Thank you. Thank you. Thank you. Who’s ready to stand up for America? [applause] Who’s ready to take this country back? [applause] Who’s ready to send a message to the elites in Washington? [slightly waning applause]

You know, the Democrats want to make this election complicated. They want to convince you that taking more money out of the private sector and giving it to bureaucrats in Washington will somehow improve the economy.

How would that work? They’ll tell you, “It’s complicated; just trust us.”

They want to convince you that giving Iran’s extremist thugs whatever they want — and trusting that they won’t build a nuclear weapon — will somehow make the Middle East more stable.

How, exactly? “Well, it’s complicated. Just trust us. Just trust the Obama administration. Just trust the Democratic leadership in Congress, like Harry Reid and Nancy Pelosi.”

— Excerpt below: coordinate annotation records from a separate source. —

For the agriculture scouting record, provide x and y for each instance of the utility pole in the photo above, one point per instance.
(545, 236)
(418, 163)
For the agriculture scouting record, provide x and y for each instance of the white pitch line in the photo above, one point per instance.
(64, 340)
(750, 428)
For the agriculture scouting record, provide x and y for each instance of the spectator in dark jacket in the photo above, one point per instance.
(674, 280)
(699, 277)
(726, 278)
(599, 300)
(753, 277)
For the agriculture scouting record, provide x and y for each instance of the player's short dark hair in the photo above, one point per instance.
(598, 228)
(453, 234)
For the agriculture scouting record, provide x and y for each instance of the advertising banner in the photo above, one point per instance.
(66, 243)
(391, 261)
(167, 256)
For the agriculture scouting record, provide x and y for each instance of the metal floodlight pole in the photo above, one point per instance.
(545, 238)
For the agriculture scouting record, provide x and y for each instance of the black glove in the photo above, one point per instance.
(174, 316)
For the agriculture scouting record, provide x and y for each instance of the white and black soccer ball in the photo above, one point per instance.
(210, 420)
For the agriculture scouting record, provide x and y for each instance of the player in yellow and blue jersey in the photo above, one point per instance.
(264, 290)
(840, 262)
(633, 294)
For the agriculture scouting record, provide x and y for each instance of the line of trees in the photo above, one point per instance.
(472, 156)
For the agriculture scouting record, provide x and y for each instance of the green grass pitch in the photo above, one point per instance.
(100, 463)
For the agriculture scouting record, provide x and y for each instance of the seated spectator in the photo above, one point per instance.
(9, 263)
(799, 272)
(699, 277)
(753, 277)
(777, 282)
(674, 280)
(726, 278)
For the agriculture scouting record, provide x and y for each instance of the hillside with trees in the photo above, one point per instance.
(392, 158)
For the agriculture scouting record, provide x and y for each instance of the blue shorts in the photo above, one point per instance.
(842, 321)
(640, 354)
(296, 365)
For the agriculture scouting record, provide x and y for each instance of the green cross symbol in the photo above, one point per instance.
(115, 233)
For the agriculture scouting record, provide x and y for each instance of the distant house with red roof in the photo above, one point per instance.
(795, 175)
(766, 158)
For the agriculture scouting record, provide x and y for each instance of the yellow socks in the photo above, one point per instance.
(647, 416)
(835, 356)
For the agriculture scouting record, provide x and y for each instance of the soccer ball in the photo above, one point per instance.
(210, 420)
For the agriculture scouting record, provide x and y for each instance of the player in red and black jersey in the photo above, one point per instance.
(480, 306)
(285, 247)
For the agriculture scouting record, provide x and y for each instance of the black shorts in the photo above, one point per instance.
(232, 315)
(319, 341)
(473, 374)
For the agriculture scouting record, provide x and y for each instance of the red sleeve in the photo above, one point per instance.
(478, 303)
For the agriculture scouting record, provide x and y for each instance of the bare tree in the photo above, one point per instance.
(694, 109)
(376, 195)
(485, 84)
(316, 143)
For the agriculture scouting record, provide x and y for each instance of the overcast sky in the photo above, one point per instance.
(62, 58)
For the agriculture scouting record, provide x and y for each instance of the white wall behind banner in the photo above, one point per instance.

They’re going to try to convince you that putting government in charge of your health insurance is somehow going to improve our health care system. You might wonder how putting government in charge of anything makes it more efficient or improves its quality.

It hasn’t exactly worked that way with the Postal Service, but hey — it’s complicated. You’ll just have to trust them.

[pause; wait for a few people to boo]

It’s actually not complicated, and Americans aren’t going to trust them anymore.

In fact, this election boils down to a few very simple principles. To understand these principles, you don’t need an advanced degree in the latest trendy subject from an Ivy League school. You don’t need to get your opinions from the New York Times. You don’t need to be some policy wonk in Washington, and you don’t need to be a member of the intelligentsia.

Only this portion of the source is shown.